St Mark’s Episcopal Church
St. Mark’s “Norwegian Stave” style is absolutely remarkable, constructed and decorated largely of wood, with a roof built like an upside-down ship. Although medieval and northern European in inspiration, St. Mark’s is the 1880 design of a mature Richard Morris Hunt, one of America’s great 19th-Century architects, for a well-heeled south-shore Long Island congregation that included principal donor William K. Vanderbilt. Its warmth, scale, character, and uniqueness were the pride of the congregation.
Early on December 5, 1989, arson all but destroyed the structure, including its Tiffany-glass windows. Rather than rebuild immediately, the congregation spent six months deciding what it wanted to rebuild – recognizing that there had been considerable ad hoc physical changes, not to mention liturgical and congregational changes, over time. They also wanted to incorporate advances in building technology for comfort, illumination, and safety.

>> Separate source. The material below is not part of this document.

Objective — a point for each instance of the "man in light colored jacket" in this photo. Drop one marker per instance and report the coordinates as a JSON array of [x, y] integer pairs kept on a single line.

Helpern Architects was a strong choice, in part because of its much-admired work to restore General Theological Seminary in New York City from its deteriorated condition. Working with a very determined rector, the Reverend Jerome Nedekla, the firm basically recreated St. Mark’s. Part of the work was to improve its chancel and altar layouts, acoustics, lighting, and HVAC systems, especially fire protection.
The active musical ministry received a new pipe organ, while the area under the sanctuary was enlarged to serve as a community room. Helpern Architects also helped St. Mark’s with its insurance assessment, doubling the proposed compensation.